Typically, DLL 62 includes many functions, routines, data structures, or other items that can be referenced by instructions within executing image. The use of a DLL provides a way to modify the functionality of an executable image just prior to, or during, run-time by changing the functions in the DLL prior to executing the executable image. For example, a DLL may contain a graphics library such as Microsoft's DirectX library. If the graphics routines are changed the user can update their DLL by obtaining the new DLL (e.g. from a CD ROM, downloading from the Internet, etc.) and execute the same executable image which will then make use of the new functionality provided by the updated DLL.

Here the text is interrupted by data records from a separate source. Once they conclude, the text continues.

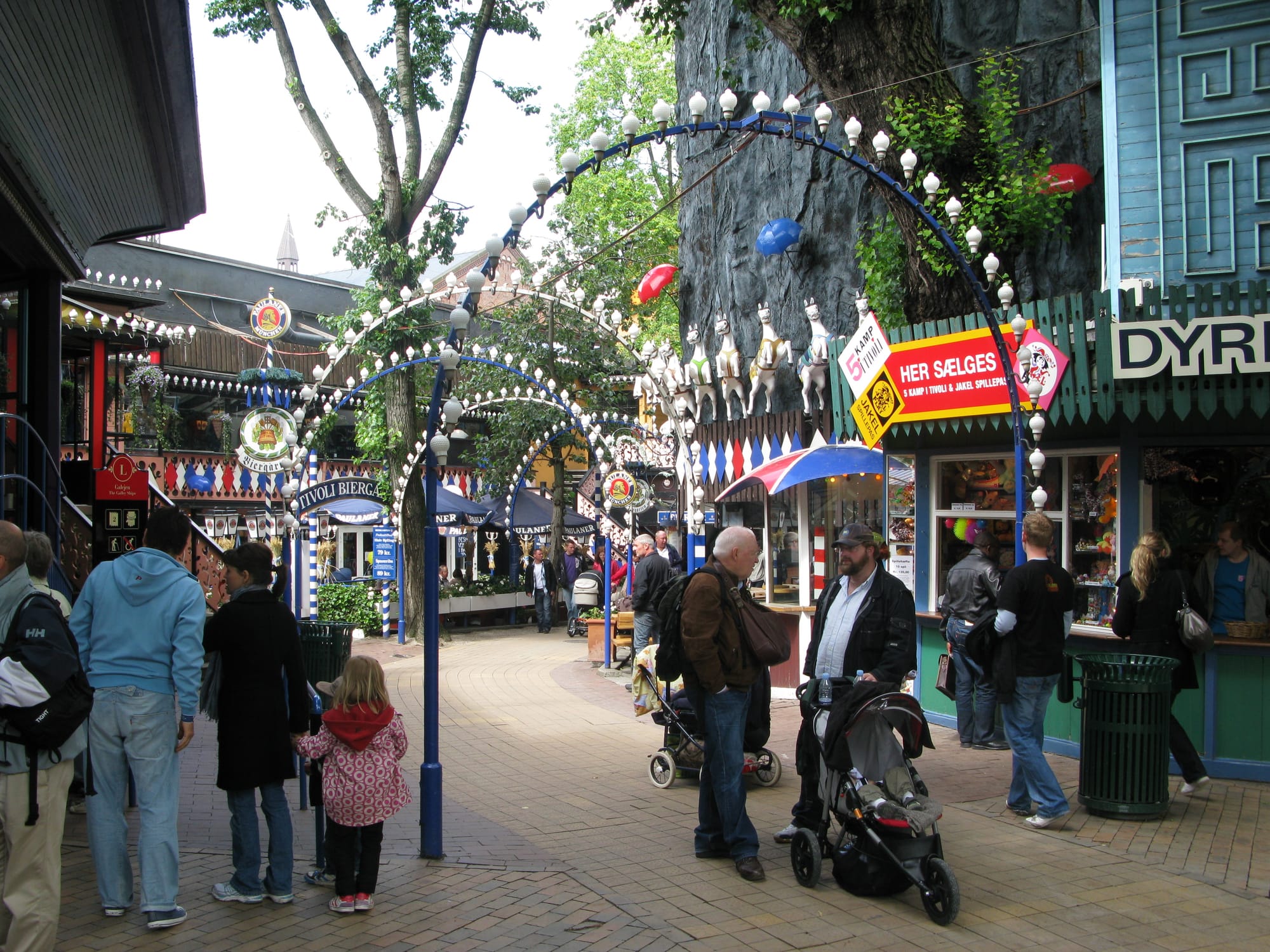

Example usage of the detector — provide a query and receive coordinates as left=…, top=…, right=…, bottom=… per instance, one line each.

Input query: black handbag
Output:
left=935, top=655, right=956, bottom=701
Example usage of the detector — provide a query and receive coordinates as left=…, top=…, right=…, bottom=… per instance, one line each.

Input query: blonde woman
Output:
left=1111, top=532, right=1208, bottom=793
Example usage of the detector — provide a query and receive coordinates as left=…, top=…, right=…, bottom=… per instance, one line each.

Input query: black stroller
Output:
left=635, top=664, right=781, bottom=790
left=790, top=679, right=961, bottom=925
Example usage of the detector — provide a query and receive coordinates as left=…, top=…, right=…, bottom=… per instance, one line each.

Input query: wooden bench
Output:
left=608, top=612, right=635, bottom=668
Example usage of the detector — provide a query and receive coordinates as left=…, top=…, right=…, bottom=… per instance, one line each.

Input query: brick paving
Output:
left=58, top=627, right=1270, bottom=952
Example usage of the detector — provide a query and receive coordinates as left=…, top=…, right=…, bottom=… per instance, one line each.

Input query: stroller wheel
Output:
left=922, top=856, right=961, bottom=925
left=790, top=830, right=820, bottom=889
left=648, top=750, right=674, bottom=790
left=754, top=748, right=781, bottom=787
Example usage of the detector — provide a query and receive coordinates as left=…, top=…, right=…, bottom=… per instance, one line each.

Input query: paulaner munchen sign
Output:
left=1111, top=314, right=1270, bottom=380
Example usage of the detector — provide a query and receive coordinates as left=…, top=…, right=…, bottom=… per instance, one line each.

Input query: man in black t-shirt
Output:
left=996, top=513, right=1076, bottom=829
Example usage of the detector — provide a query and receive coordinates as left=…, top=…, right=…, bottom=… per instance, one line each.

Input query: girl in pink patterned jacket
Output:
left=296, top=656, right=410, bottom=913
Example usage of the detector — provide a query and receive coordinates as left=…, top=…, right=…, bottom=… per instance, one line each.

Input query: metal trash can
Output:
left=1074, top=652, right=1177, bottom=817
left=298, top=619, right=357, bottom=684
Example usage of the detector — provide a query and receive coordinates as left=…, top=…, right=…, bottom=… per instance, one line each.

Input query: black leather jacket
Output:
left=940, top=548, right=1001, bottom=626
left=803, top=565, right=917, bottom=684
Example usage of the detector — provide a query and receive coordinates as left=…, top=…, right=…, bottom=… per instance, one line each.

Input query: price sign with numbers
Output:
left=838, top=311, right=890, bottom=400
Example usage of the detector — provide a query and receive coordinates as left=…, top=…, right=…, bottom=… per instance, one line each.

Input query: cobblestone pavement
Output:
left=58, top=628, right=1270, bottom=952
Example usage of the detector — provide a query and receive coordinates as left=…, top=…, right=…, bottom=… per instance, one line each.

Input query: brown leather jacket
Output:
left=679, top=556, right=759, bottom=694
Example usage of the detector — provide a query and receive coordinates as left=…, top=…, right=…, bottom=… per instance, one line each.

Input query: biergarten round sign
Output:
left=237, top=406, right=296, bottom=472
left=251, top=297, right=291, bottom=340
left=605, top=470, right=635, bottom=505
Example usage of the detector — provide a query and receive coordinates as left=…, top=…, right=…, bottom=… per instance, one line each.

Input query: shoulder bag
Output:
left=738, top=597, right=790, bottom=666
left=1177, top=581, right=1213, bottom=655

While the use of DLLs in this manner has advantages, there are also drawbacks. One drawback is that the entire DLL is loaded whenever any one item within the DLL needs to be referenced by an instruction in the executable image. The requirement for handling items within DLLs as a group is inefficient where only a small percentage of the items in the DLL are updated. That is, the user must obtain an entirely new DLL which contains only a small amount of changed code.

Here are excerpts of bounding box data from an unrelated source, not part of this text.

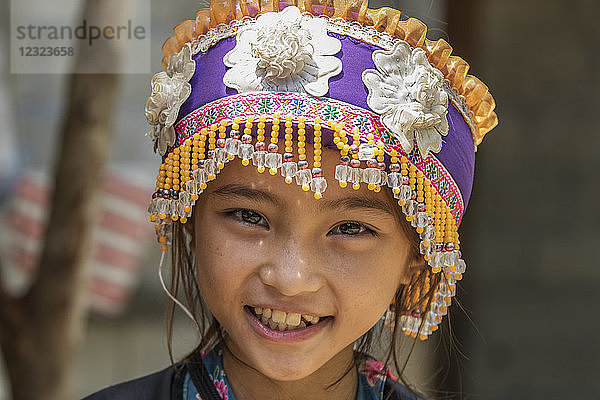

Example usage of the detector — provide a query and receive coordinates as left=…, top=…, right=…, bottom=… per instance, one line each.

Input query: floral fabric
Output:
left=183, top=347, right=395, bottom=400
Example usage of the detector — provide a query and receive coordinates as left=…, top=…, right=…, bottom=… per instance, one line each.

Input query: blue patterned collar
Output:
left=183, top=346, right=389, bottom=400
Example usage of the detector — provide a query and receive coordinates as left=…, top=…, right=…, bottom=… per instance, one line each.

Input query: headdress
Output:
left=145, top=0, right=497, bottom=339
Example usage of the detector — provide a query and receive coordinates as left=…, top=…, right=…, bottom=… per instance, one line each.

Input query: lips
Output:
left=248, top=307, right=323, bottom=332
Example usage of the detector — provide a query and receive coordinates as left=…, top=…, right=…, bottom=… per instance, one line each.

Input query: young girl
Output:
left=84, top=0, right=497, bottom=400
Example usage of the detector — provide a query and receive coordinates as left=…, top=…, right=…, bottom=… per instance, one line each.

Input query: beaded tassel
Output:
left=310, top=117, right=327, bottom=199
left=239, top=117, right=254, bottom=166
left=344, top=128, right=362, bottom=190
left=296, top=119, right=312, bottom=192
left=265, top=114, right=284, bottom=175
left=204, top=124, right=218, bottom=181
left=329, top=125, right=350, bottom=188
left=224, top=117, right=242, bottom=161
left=281, top=115, right=298, bottom=184
left=252, top=116, right=267, bottom=174
left=171, top=147, right=180, bottom=221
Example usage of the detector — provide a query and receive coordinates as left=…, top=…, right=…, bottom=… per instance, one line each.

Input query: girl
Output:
left=84, top=0, right=497, bottom=400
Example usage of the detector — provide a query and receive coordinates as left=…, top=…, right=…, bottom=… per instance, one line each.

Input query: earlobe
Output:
left=182, top=218, right=196, bottom=254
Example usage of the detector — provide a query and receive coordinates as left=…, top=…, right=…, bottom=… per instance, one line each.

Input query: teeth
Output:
left=285, top=313, right=301, bottom=327
left=253, top=307, right=319, bottom=331
left=271, top=310, right=286, bottom=324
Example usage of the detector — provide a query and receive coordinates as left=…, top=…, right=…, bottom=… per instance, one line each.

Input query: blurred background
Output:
left=0, top=0, right=600, bottom=400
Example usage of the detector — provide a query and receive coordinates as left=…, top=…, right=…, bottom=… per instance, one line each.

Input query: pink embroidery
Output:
left=213, top=379, right=229, bottom=400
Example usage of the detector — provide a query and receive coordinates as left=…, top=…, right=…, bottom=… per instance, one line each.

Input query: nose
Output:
left=259, top=234, right=325, bottom=297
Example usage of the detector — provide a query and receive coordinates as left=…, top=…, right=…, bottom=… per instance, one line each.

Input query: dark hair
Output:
left=167, top=191, right=441, bottom=398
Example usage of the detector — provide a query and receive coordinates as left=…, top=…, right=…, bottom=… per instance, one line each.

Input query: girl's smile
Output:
left=245, top=306, right=333, bottom=342
left=194, top=149, right=412, bottom=381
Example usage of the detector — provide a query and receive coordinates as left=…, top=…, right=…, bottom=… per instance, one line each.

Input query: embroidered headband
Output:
left=145, top=0, right=498, bottom=339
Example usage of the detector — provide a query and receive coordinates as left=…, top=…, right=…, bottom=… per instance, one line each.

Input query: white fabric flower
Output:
left=145, top=44, right=196, bottom=156
left=362, top=41, right=448, bottom=159
left=223, top=6, right=342, bottom=96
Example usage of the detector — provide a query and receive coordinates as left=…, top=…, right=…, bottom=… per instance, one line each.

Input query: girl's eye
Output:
left=329, top=221, right=375, bottom=236
left=231, top=209, right=268, bottom=227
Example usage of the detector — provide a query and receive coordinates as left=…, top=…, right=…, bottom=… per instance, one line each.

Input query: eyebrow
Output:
left=211, top=184, right=395, bottom=216
left=319, top=196, right=395, bottom=216
left=210, top=183, right=283, bottom=208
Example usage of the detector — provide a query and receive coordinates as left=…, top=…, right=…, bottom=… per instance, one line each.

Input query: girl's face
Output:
left=194, top=149, right=410, bottom=381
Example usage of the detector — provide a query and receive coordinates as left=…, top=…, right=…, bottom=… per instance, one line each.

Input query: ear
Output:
left=400, top=251, right=427, bottom=285
left=182, top=212, right=196, bottom=253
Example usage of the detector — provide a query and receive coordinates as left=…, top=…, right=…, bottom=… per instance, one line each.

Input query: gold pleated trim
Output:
left=162, top=0, right=498, bottom=146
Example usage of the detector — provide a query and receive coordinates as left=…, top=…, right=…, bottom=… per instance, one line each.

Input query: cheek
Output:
left=196, top=222, right=260, bottom=314
left=334, top=247, right=405, bottom=331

A second drawback with DLLs is that they require specific preparation in the application program that results in an executable image that can make use of DLLs. Referring to FIG. 1B, this preparation takes place at the outset when a programmer is writing the source code, such as source code 20. Typically, the programmer must declare DLL item references in various portions of the code. Specific support files must also be linked by linker 28 in order to resolve references to DLL items that will be actually linked at a later time. There are additional preparations that need to be made in order to correctly implement a DLL that vary among operating systems. Much of the details of DLL use are created by a programmer and, in this respect, a later programmer needs to learn the details. In general, the DLL approach is still a “library” based approach that doesn't work well for small, selective, functional changes. For discussions on preparing applications programs for use with DLLs, references describing operating systems such as Microsoft's Windows 95, Sun Micro Systems, and Sun OS should be consulted.
Thus, it is apparent that a system for providing modification of run-time functionality that overcomes the problems of the prior art is desirable. Such systems should allow transparent and efficient modification of functionality prior to, or during, run-time without requiring a user to update large files such as DLLs. Such a system should also allow general application programs to be modified without requiring intricate preparation or large overhead by programmers or other developers. Ideally, the system would allow persons not involved with the Program Conversion of the application to quickly and accurately modify the functionality of the application program. The system should provide efficient execution of instructions that modify the functionality of an executing image while not requiring large amounts of system RAM to accommodate the added, or changed, functionality. The system should provide the simplicity and flexibility of interpretive code while maintaining compactness and speed of execution provided by compiled code.